“Constraints imposed by a natural landscape override offspring fitness effects to shape oviposition decisions in wild forked fungus beetles”
Corlett W. Wood, Eric W. Wice, Jill del Sol, Sarah Paul, Brian J. Sanderson, and Edmund D. Brodie III (Apr 2018)
Genetic mark-recapture reveals that wild fungus beetles do not avoid oviposition sites with high offspring mortality
Oviposition site decisions often maximize offspring fitness, but costs constraining choice can cause females to oviposit in poor developmental environments. It is unclear whether these constraints cumulatively outweigh offspring fitness to determine oviposition decisions in wild populations. Understanding how constraints shape oviposition in natural landscapes is a critical step toward revealing how maternal behavior influences fundamental phenomena like the evolution of specialization and the use of “sink” environments.

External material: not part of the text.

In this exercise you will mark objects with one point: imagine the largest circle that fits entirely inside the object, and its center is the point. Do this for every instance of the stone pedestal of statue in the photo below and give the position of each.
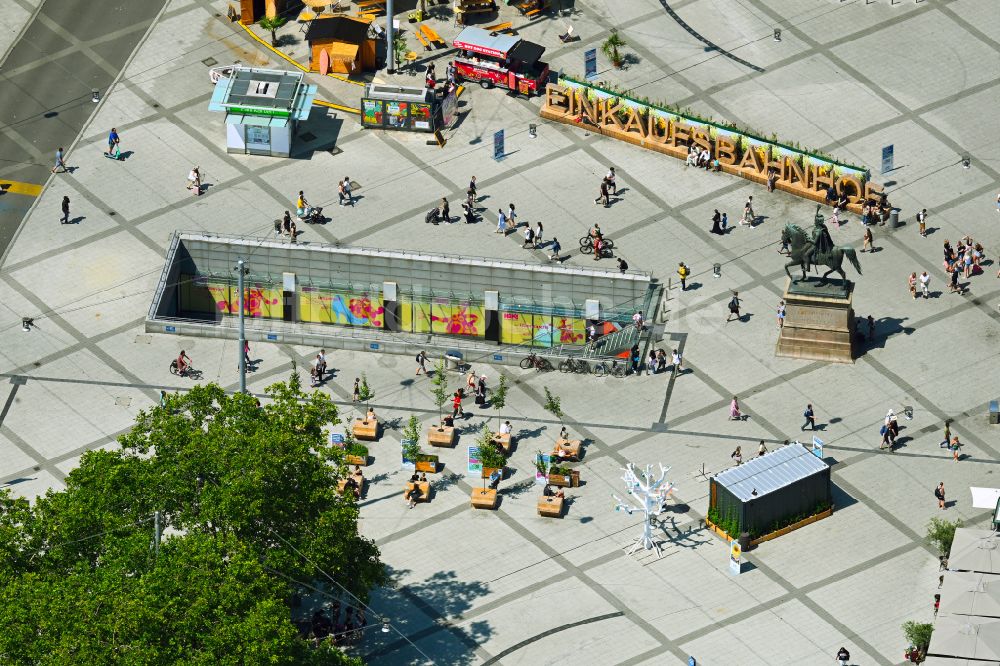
(819, 321)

Here, we used a genetic capture-recapture technique to reconstruct the oviposition decisions of individual females in a natural metapopulation of a beetle (Bolitotherus cornutus) that oviposits on three fungus species. We measured larval fitness-related traits (mass, development time, survival) on each fungus, and compared the oviposition preferences of females in laboratory versus field tests. Larval fitness differed substantially among fungi, and females preferred a high-quality (high larval fitness) fungus in laboratory trials. However, females frequently laid eggs on the lowest-quality fungus in the wild. They preferred high-quality fungi when moving between oviposition sites, but this preference disappeared as the distance between sites increased and was inconsistent between study plots. Our results suggest constraints on oviposition preferences in natural landscapes are sufficiently large to drive oviposition in poor developmental environments even when offspring fitness consequences are severe.